Close
0%
0%

Inexpensive Lightweight Speech Recognition

A mostly hardware based solution suitable for micro controllers and other small systems.

Similar projects worth following
The light weight Audio and Speech Recognition system. It is just that, a hardware based solution that with the use of a small micro-controller can perform some of the heavy lifting.

When you fire up a spectrum analyzer and look at various audio frequencies you will see that some peeks are higher than others for a given sound. These peeks are what I will call an audio signature. The question is, how much "resolution" do you really need to differentiate one audio signature from another?

That is where this system comes in, by utilizing a commonly available part, namely a graphic equalizer chip found in stereos, we can take a sample of the audio (FFT) spectrum at set intervals. This snapshot can then be compared to known values such as phonemes with the use of a small micro controller and a look up table. That controller can then act upon this signature by either performing the task itself or relaying that information to another system.

NOTE: I know this can be done easily in other ways, and in fact the project that brought this up has a pi 3 on board, more than enough power to do audio recognition on its own. This is a more "can I do it this way.. ?" project :)

The novelty of this approach is the use of the spectrum analyzer IC commonly used in graphic equalizer circuits found in your common stereo. The chip I will be using for initial testing of the concept is the MSGEQ7. This particular IC will find the peaks for 7 bands, then output those as an analog signal every “clock tick”, sequentially stepping through the bands. That analog voltage is then sensed by the micro-controller and decoded. By using this chip, the micro does not need to do the heavy lifting of performing a FFT function. It simply needs to compare the values to a set lookup table inside the controller. To account for volume differences, peaks will be converted to their lowest ratios.
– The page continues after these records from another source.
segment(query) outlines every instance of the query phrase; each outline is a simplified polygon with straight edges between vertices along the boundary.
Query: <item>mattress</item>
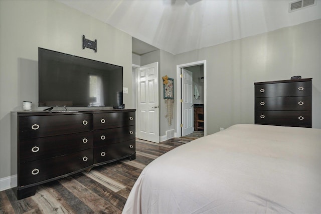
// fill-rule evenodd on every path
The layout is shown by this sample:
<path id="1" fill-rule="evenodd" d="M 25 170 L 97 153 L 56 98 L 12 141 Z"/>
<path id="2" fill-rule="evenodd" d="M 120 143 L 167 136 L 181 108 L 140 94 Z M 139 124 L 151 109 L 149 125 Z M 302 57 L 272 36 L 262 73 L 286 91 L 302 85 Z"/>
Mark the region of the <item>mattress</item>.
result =
<path id="1" fill-rule="evenodd" d="M 321 129 L 233 125 L 142 171 L 124 213 L 321 212 Z"/>

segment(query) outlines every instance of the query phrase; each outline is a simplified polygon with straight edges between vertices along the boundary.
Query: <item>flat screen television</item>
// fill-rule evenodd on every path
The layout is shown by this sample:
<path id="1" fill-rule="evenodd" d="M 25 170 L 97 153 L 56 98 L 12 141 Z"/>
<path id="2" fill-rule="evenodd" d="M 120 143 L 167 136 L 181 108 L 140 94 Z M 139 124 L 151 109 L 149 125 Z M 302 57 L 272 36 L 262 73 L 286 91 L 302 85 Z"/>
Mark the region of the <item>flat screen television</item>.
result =
<path id="1" fill-rule="evenodd" d="M 123 67 L 39 48 L 39 106 L 119 106 Z"/>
These ratios are then compared to the tables, taking into account a margin of error.

A couple examples of an audio spectrum for two sounds.

The first is me whistling.

The next two are snapshots of me saying different words.

The Microchip Pic16F1459 that I am using includes a 10 bit analog to digital converter. By reading each of the 7 analog signals we can think of the whole thing as a two dimensional array of seven bands, each containing a voltage value.

Frequency Response of the MSGEQ7:

signal[band number][10 bit voltage value].

The resulting numbers are a simplified visual of the full spectrum, such as those seen above.

We then convert these 7 values to their lowest common ratio before utilizing the look up table.

This gives you a huge variety of signatures from which to choose. In the initial design the goal is to be able to recognize common words and outputting the phonemes via USB to the host system.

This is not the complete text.